I would give the usb stick another try with dd.
You are recommended to format the stick to the appropriate fat format to start with but I forget about half the time and it is no problem. dd copies the entire input file to the entire defined drive (output file) including the format.
So you can't have anything else on the drive when putting the image on it. You can create more partitions after that if you want persistence or data partitions or both for that matter.
I have Wheezy live on a 32gig stick with persistence and a data partition for data recovery chores when they turn up.
Code:
dd if=<file> of=<device> bs=4M; sync
an example, admittedly with a long path to the input file;
Code:
dd if=/home/thom/Dropbox/Cynix64-Alpha2/cynix-live.iso of=/dev/sdi bs=4M; sync
You need a complete path. This can be done by simply going to the image, right click on it and select "copy" go to your terminal and "paste" to the correct place in the command. This is not the approved geek way to do a command but I suck at typing. Very good at typos though.

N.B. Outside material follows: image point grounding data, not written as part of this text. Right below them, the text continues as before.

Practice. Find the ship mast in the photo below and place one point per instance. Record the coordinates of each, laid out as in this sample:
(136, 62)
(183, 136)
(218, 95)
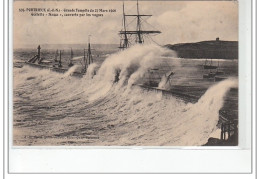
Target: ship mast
(138, 28)
(89, 55)
(138, 32)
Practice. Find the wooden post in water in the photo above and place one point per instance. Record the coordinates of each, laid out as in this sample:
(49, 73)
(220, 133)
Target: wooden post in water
(39, 52)
(229, 130)
(222, 130)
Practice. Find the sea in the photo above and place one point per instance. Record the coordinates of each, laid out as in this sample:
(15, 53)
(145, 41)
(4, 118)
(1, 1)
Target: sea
(56, 109)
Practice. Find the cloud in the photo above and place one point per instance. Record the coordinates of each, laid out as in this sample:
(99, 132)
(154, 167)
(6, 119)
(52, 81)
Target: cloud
(179, 21)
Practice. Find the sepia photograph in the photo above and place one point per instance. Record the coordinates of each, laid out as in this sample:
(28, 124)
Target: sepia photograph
(125, 73)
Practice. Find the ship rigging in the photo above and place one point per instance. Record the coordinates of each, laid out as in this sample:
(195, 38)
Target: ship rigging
(139, 33)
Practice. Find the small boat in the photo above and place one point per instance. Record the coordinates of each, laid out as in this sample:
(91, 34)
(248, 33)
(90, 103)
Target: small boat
(219, 78)
(209, 75)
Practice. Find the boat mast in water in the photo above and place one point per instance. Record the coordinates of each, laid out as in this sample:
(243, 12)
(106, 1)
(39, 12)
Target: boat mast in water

You need the device designation of the stick for the "of=" (output file).
The "bs" is blocksize and the "sync" gets rid of any extra files created.
Will generally work fine without those last 2 but that is what Debian recommends to use.
If this doesn't work I would go to a RW DVD.
I have looked at MultiSystem. Got it, looked at it, tried one image not on the list, deleted it. Wasn't impressed.
Could be that it works for some but it didn't for me. dd works and is included in all Linux distros and works the same in all of them.